Andrey Anatoliyevich Andreyev (Андрей Анатольевич Андреев), born 24 May 1976 in Tomsk, Soviet Union, is a Russian politician.

==Biography==
He was born on May 24, 1976, in Tomsk. In 1979–1993 he lived in Glazov (Udmurtia). In 1999 he graduated from the Faculty of Journalism of Moscow State University.

In 1997–2006 he headed the press service of the Communist Party of the Russian Federation and was the press secretary of the leader of the Communist Party of the Russian Federation, G.A. Zyuganov. In 2003 he was appointed as deputy general director of the newspaper Pravda.

In 2007 he was elected to the State Duma of the fifth convocation. He joined the Communist Party faction, was the member of the State Duma Committee on Information Policy, Information Technology and Communications.

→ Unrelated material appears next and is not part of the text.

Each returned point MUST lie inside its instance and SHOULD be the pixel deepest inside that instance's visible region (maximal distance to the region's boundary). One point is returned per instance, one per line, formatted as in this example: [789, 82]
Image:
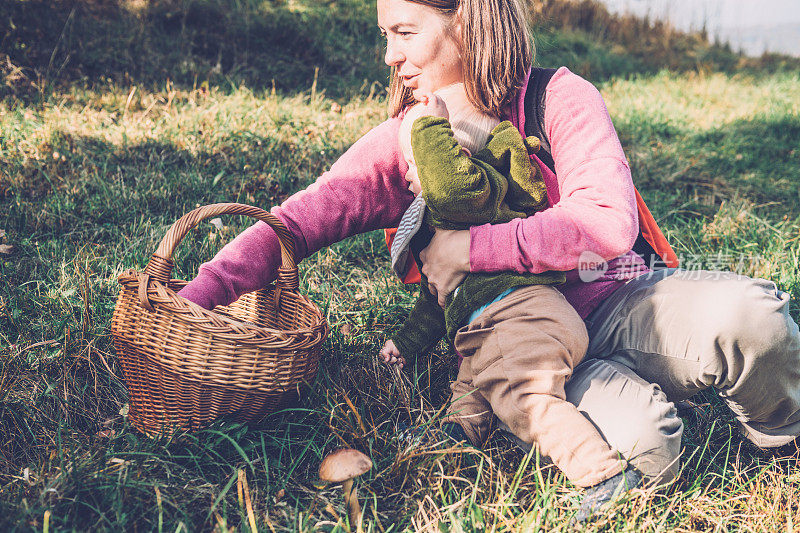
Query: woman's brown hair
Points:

In 2011, he was elected to the State Duma of the sixth convocation, and became the member of the Communist Party faction, the member of the State Duma Committee on Transport, and the deputy chairperson of the State Duma Committee on MPs’ ethics.

In the elections to the State Duma of the VIIth convocation (2016), he runs from the Communist Party in 96 Bratsk single-mandate electoral district, Irkutsk region, and is also included in the federal list from the Communist Party of the Russian Federation (regional group 21, Irkutsk region).

Candidate of Sciences. Associate Professor of Moscow State University.